Repenting is Hard
Notes
Transcript
Joel 2:12-19
Joel 2:12-19
In the name of the Father and of the Son and of the Holy Spirit. Amen.
Last week, I was talking with a friend about the upcoming Lenten season. “I have so much to do!” I complained. “There are extra sermons to write, services to plan, people to see, Holy Week and Easter to prepare for - and the annual spaghetti dinner falls 4 days after Ash Wednesday! There’s so much to do for Lent!” My friend looked at me with a mix of compassion and confusion and said, “Are you sure Lent is a season for doing, and not simply a season for experiencing Lent?” I stood convicted by my own words. This year, like many years, I wanted a plan to “do Lent.” But Lent, Ash Wednesday, and repentance aren’t something to be “done” but something to be lived, an ongoing reality in the life of a Christian. This temptation of “doing Lent” is also a common temptation regarding repentance, where we are tempted to repent and check that off the to-do list, and then go do something else since we’re done repenting until it comes up on the calendar again.
The prophet Joel would like a word with the tribe of Judah and with you about that. As locusts descended on the crops of Judah, eating the grain and ruining the harvest, he tells the people to repent, not merely by outward signs like tearing their clothes and dumping ashes on their heads, but by tearing their hearts. Joel doesn’t describe this repentance as something to do and then move on from, but a pattern of living. After all, repentance isn’t about you. Sure, it’s easy to think that it is. The Lenten season in general and Ash Wednesday in particular seem like a good time to dress the church in black, to get your gritty, ashen smudge to remind you that you are mortal. But if your repentance and your reflection today are only about yourself, you miss the point entirely. Joel invites the people to return to the Lord because He is gracious and merciful, slow to anger, abounding in steadfast love, and He relents over disaster. The Lord keeps His promises, and He is jealous about His people. Repentance isn’t a mark of how honest you are or how sorry you look or if you can apologize like you mean it. Repentance is standing before the Lord your God and recognizing that He loves you, even though you are corrupted and ruined by your own sinfulness. Repentance confesses faith that God relents over disaster, including the disastrous condemnation that you deserve.
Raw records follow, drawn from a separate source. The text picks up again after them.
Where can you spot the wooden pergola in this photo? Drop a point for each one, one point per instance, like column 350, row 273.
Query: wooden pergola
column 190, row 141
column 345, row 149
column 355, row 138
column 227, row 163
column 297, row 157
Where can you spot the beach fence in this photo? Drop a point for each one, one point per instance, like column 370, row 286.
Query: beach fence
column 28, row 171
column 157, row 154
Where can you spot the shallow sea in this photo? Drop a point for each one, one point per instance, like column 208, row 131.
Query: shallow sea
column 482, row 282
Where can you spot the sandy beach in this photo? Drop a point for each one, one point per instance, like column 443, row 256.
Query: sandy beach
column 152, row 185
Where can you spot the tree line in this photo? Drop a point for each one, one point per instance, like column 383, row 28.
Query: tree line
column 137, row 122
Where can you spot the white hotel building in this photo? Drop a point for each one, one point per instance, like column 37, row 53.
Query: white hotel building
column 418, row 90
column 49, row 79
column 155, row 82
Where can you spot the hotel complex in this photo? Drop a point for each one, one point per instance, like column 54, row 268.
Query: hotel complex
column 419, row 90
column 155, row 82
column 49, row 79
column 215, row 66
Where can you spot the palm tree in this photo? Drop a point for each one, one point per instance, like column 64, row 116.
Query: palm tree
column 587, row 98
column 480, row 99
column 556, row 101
Joel tells the tribe of Judah to assemble everyone for a solemn assembly. Everyone should be there - from the elderly to the infants. Even the newly-weds should leave the honeymoon suite to gather in humility before God. The priests should stand in the temple and unashamedly beg God for kindness. After all, if the Lord wiped out His people for their sinfulness, the nations around them could rightly say, “The Lord chose them, and then went back on His own word and wiped them out! Look at the evil indecisiveness of their God!” So, the priests were to beg God for His goodness because the Lord is good - even though His people are sinners. In repentance, we confess that God is good, even though we are not.
We are sinful, and the wages of our sin is death. That’s why we might wear ashes today. You are dust and ashes, just as the Lord God formed Adam from the dust of the ground. Because of sin, you will die and you will return to dust. You are dying from a terminal case of sinfulness. Your thoughts and actions confirm that truth. Pride, anger, impatience, gossip, lust, dishonesty, theft, covetousness, an inattention to God’s Word and God’s name, and a whole host of other sins testify against you because you are a real sinner. You don’t just play a sinner on Ash Wednesday, but your sinfulness is true each and every day, and you’re dying because you are a sinner.
But today, do not just throw your hands in the air and say, “Welp! I’m a sinner and there’s nothing I can do to change it. I may as well just accept the consequences and die.” No. At this solemn assembly tonight, we confess that the Lord is good. He is merciful and gracious, slow to anger and abounding in steadfast love. He relents over disaster. He deals with your sinfulness, not by giving you a to-do list of all the things you need to do this Lent, but by showing you a Savior who was tempted for you, who entered into Jerusalem and was crucified and rose from the dead for you.
The Lord Jesus receives mortal, dying sinners. That means you. You have confessed your sins. You heard the Lord’s forgiveness. I may as well have said, “The Lord spares you from the disaster of hell!” because that is what He has done for you. Believe His promises. Believe His goodness. He does indeed hear your prayer and create a clean heart in you. That’s not something you did, but something God does for you by His grace.
So, how do you live in the midst of Lent this year? After all, you heard the words of Jesus where He assumes that you will fast, that you will pray, and that you will give charitably to the poor. Those are good things to do. But most of all, confess your sins and call upon the good Lord of all who forgives you and preserves you in faith. The Lord is good, and His mercy endures through these forty-plus days of Lent into eternity, where you will live with Him because He is good enough to forgive your sin and undo your mortality. Amen.